Moreover, the reliance on third‑party validation such as Exactpro serves not merely as a badge but as a semiotic signifier of epistemic legitimacy within the cryptographic derivatives ontology.
Oh great, another exchange that bragged about microseconds and then vanished like a ghost after the FTX fallout.
If you enjoy chasing shadows, ZUBR might be your perfect haunted house.
The historical performance of ZUBR cannot be divorced from the broader narrative of crypto derivatives regulation.
First, the Gibraltar DLT licence, while innovative, sits on a regulatory framework that is still evolving, which introduces an element of legal uncertainty for participants.
Second, the Exactpro testing regime demonstrated that the matching engine could sustain millions of orders per second without degradation, a technical achievement few competitors can claim.
Third, the flat‑rate fee model, set at 0.02% maker and 0.05% taker, removes the opaque tiered structures that often penalize high‑volume traders.
Fourth, the provision of real‑time blockchain analytics gave traders a transparent view of on‑chain flows, enhancing market insight beyond standard order‑book data.
Fifth, the platform’s ATaaS offering lowered the barrier for algorithmic traders to deploy sophisticated strategies without the overhead of building their own infrastructure.
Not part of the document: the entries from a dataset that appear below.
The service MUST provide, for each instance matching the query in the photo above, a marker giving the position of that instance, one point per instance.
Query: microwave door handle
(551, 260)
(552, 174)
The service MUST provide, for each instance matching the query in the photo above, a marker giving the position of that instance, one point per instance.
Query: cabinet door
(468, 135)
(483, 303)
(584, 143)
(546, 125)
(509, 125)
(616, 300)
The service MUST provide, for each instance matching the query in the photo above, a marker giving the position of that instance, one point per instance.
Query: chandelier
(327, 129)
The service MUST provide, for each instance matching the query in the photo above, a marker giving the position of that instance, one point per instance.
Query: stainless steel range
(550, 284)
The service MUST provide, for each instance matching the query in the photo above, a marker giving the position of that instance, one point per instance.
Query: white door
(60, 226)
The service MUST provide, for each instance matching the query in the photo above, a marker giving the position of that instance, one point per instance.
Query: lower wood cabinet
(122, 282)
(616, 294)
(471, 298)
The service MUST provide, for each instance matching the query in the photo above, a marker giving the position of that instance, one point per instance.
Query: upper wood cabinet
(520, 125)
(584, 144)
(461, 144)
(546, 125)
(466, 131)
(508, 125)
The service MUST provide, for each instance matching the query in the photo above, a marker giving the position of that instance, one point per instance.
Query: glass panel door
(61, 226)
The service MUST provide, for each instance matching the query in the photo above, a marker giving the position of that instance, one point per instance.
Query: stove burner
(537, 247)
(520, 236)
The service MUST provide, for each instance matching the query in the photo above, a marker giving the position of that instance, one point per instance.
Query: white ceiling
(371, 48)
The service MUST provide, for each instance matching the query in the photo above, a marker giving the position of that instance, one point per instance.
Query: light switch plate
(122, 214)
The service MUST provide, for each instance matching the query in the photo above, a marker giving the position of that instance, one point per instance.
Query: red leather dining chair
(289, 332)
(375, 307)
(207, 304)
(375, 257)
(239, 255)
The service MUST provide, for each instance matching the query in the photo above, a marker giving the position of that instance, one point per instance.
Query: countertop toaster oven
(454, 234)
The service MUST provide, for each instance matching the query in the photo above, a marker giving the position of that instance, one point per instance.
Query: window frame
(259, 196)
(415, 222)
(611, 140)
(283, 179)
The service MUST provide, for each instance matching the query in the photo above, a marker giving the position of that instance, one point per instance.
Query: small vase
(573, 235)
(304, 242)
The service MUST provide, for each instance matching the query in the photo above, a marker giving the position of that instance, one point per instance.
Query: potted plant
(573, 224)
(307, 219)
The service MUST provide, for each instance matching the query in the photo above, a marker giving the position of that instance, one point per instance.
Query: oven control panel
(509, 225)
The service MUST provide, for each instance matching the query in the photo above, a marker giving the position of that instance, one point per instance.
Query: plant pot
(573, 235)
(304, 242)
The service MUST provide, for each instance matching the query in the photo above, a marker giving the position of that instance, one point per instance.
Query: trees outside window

Sixth, the partnership with Nomics for A+ verification reinforced data integrity, an essential factor for institutional participation.
Seventh, the post‑FTX silence raises legitimate concerns about the continuity of operational support and custodial safeguards.
Eighth, the apparent inactivity of the website suggests that the exchange may have ceased trading operations, at least in the public domain.
Ninth, without a clear roadmap or communication from the former owners, prospective users are left to speculate about the likelihood of a revival.
Tenth, the competitive landscape now features rivals like Deribit and Binance Futures that offer higher leverage and broader liquidity pools, potentially diminishing ZUBR’s market share.
Eleventh, the absence of updated volume metrics makes it difficult to assess current liquidity depth, an important consideration for large traders.
Twelfth, the Gibraltarian regulator’s public register listing the licence as inactive further corroborates the operational limbo.
Thirteenth, investors seeking a stable venue should weigh these uncertainties against the technical merits that ZUBR once showcased.
Fourteenth, a prudent approach would involve monitoring official filings and any announcements of a re‑branding effort before allocating capital.
Fifteenth, until such signals emerge, treating ZUBR as a dormant platform is the safest stance.
Sixteenth, in summary, ZUBR’s past accolades are impressive, but its future remains an open question that warrants cautious observation.